Anon: Bit harsh this morning, aren't we? I think Ives turns in a respectable, though not groundbreaking, column most days. There are so many other people that add little value to the soccer debate that Ives really doesn't merit mention in that category to me.

Oscar: That is truly a brilliant comment.

At 07 March, 2006 11:41, Blogger Mr. Fish said...

D, I think you're off base. While I do consider myself to be a member of the dwindling Metro faithful, and am not looking forward to the impending sale, the idea that this would "never happen to DC United" is extremely short sighted. It's clear that AEG has been presented with a great opporunity to take the money & run, and that's what they're doing. Should FC Barcelona approach AEG with a similar offer for DCU, but with a plan to rename the club the "Mini-Barcas," AEG would take it in a heartbeat. It's all about the all-mighty $, my spoiled DC fans, and if you think it can't happen to you, you're nuts.

At 07 March, 2006 13:08, Anonymous Anonymous said...

This is America...money talks.

The MLS should do whatever it takes to make money...and keep the league afloat.

Hey..if Red Bull wants to buy a team in Seattle and name it Seattle Red Bull...I'll take the overly "commercialized" name and won't complain a bit.

NY fans...just be happy you have a team. MLS fans just be happy that we have a league....

At 07 March, 2006 14:38, Anonymous Anonymous said...

Mr. Fish, you missed the point. If Barca did make such an offer, sure, AEG would probably take it and run. But even if it happened, Barca would NEVER change the name of the team for all the reasons mentioned in the article. The "DC United" NAME is a significant part of the team's value. Not so with Metros.

At 07 March, 2006 15:15, Blogger D said...

Mr. Fish --

I'm inclined to think you are both right and wrong on this matter. Yes, I have no doubt this is upsetting to NY/NJ fans. And Yes, it could happen to other teams. However, certain teams (like my beloved United) I think have enough brand recognition that the almighty dollar makes it disadvantageous to rename. In short, the almighty dollar makes it more difficult to rename those teams.

At 07 March, 2006 15:16, Blogger D said...

Hah! I see Anon got to the exact point I was trying to make before I did. Note to self: reload more often.

At 07 March, 2006 16:11, Anonymous Anonymous said...

This league is 10 years old. Already, sponsors and owners come and go. Naming stadiums after them is one thing. Naming teams after them is another entirely.

Allowing owners to name teams after themselves is just bad policy. It's just a silly thing to do. The league needs to nip it in the bud here and now, and find some kind of compromise that won't push Red Bull away from buying the club.
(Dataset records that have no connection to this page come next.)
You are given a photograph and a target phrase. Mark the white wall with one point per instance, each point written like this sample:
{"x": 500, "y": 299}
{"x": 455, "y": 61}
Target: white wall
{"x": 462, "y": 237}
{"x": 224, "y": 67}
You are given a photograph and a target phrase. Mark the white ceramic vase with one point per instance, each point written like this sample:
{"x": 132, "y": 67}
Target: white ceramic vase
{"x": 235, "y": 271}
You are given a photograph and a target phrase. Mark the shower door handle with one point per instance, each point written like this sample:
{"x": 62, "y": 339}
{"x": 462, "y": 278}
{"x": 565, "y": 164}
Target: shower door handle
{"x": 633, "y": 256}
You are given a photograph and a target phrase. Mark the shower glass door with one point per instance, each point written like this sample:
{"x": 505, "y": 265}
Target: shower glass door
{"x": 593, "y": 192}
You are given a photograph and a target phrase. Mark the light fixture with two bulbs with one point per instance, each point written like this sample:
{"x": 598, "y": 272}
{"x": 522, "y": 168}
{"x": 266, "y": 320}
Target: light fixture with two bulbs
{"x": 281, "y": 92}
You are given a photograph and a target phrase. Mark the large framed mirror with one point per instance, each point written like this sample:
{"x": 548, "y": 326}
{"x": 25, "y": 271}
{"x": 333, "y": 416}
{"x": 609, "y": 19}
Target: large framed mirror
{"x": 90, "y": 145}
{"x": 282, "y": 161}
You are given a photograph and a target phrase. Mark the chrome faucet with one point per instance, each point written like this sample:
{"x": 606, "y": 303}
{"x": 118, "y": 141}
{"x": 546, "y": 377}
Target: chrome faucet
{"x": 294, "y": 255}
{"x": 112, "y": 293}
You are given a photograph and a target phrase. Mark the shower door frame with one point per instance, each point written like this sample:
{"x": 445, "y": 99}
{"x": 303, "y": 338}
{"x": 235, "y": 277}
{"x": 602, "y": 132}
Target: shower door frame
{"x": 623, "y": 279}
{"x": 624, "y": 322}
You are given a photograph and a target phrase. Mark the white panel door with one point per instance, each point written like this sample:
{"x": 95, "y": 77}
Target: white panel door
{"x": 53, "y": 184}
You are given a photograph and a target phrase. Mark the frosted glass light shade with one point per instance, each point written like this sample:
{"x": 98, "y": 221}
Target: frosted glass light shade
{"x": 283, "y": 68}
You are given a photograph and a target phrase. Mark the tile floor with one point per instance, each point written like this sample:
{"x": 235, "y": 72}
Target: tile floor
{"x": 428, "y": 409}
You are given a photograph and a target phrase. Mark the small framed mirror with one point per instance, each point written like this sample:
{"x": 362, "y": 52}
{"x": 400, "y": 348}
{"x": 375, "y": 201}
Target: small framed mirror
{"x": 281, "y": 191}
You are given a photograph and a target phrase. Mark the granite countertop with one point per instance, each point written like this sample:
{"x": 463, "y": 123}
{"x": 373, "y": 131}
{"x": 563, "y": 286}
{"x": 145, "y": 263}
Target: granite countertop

At 07 March, 2006 17:23, Blogger MLS Fangirl said...

It would be up to fans/community to act, if they want to try and prevent it. I'm not saying that a fan uprising would necessarily prevent the team from becoming the Red Bulls or whatever, but it couldn't hurt. Fans in my hometown protested a poor corporate naming of a stadium so vehemently that the company worked out a compromise.

That said, I don't hate Red Bulls as a team name. At least it sounds like a team name.

At 08 March, 2006 17:56, Blogger The Metrologist said...

Of course they would re-brand/reclothe DC United in a heartbeat. Thinking otherwise is naive, I'm afriad. That's the point - re-branding, not fixing a less-than-perfect Metrostar image. Look at Salzburg; they had 70 years of existence, multiple championships, a distinctive and well-known color scheme, a good, honest, name - in short, a fine "brand". And all that and 100,000 signatures didn't mean a damn thing, especially when a money crunch hit. Your DC United name will mean nothing if AEG decides it too is a crisis situation, and the next Red Bull - all branding, all perception, all unconventional marketing - comes on the scene.